L’immagine di Papineschi Silvia nasconde, indubbiamente, un messaggio particolare frutto di una chiara idea ed è proposta mediante uno schema compositivo egualmente chiaro e meditato.
Il contesto, ridotto al minimo e composto da un numero esiguo di elementi, ci permette di intravedere una scena nella sua piena realtà resa ancor più esplicita dalla presenza di una forma di comunicazione letterale.
L’ambiente, estremamente buio, ci priva però di alcuni particolari i quali, fermo restando la filosofia generale e l’effetto sensoriale che hanno ispirato la proposta, avrebbero contribuito, forse, ad accrescere l’efficacia del momento nella loro appena accennata visibilità tra un gioco complesso di ombre e penombre.
Mentre si osserva che la direzione degli arti procede e termina pressoché al centro dell’inquadratura – decisione, questa, coraggiossa – non si può non notare la presenza di alcune marcate deformazioni degli arti stessi.

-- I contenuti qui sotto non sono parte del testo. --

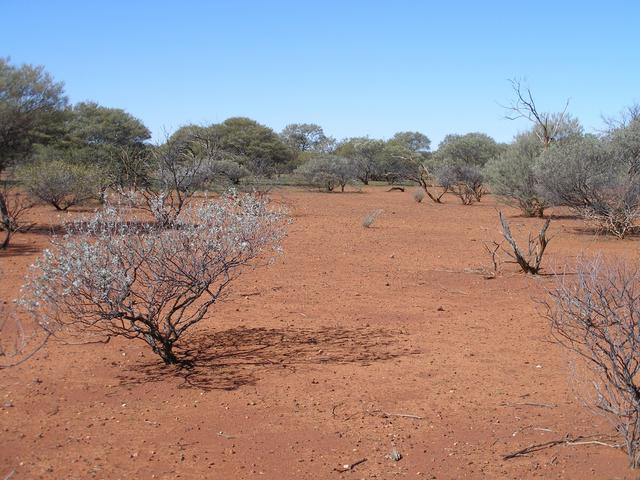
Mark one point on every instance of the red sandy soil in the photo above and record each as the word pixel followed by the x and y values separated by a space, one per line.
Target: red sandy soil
pixel 299 368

La necessità di porre particolare cura nella risoluzione dei problemi riguardanti l’aspetto estertico è qui maggiormente sentita in quanto gli elementi interessati sono parte del corpo umano e, comunque, rappresentano il “centro di gravità” dell’immagine, cioè il motivo fondamentale su cui poggia l’idea dell’Autrice.
Quanto sopra, può essere riferibile a ogni parte del nostro corpo, ma è importante porre una specifica cautela nel caso di una ostentata rappresentazione delle mani e dei piedi della persona; cosa, questa, che in casi come quello qui in esame è consigliabile evitare.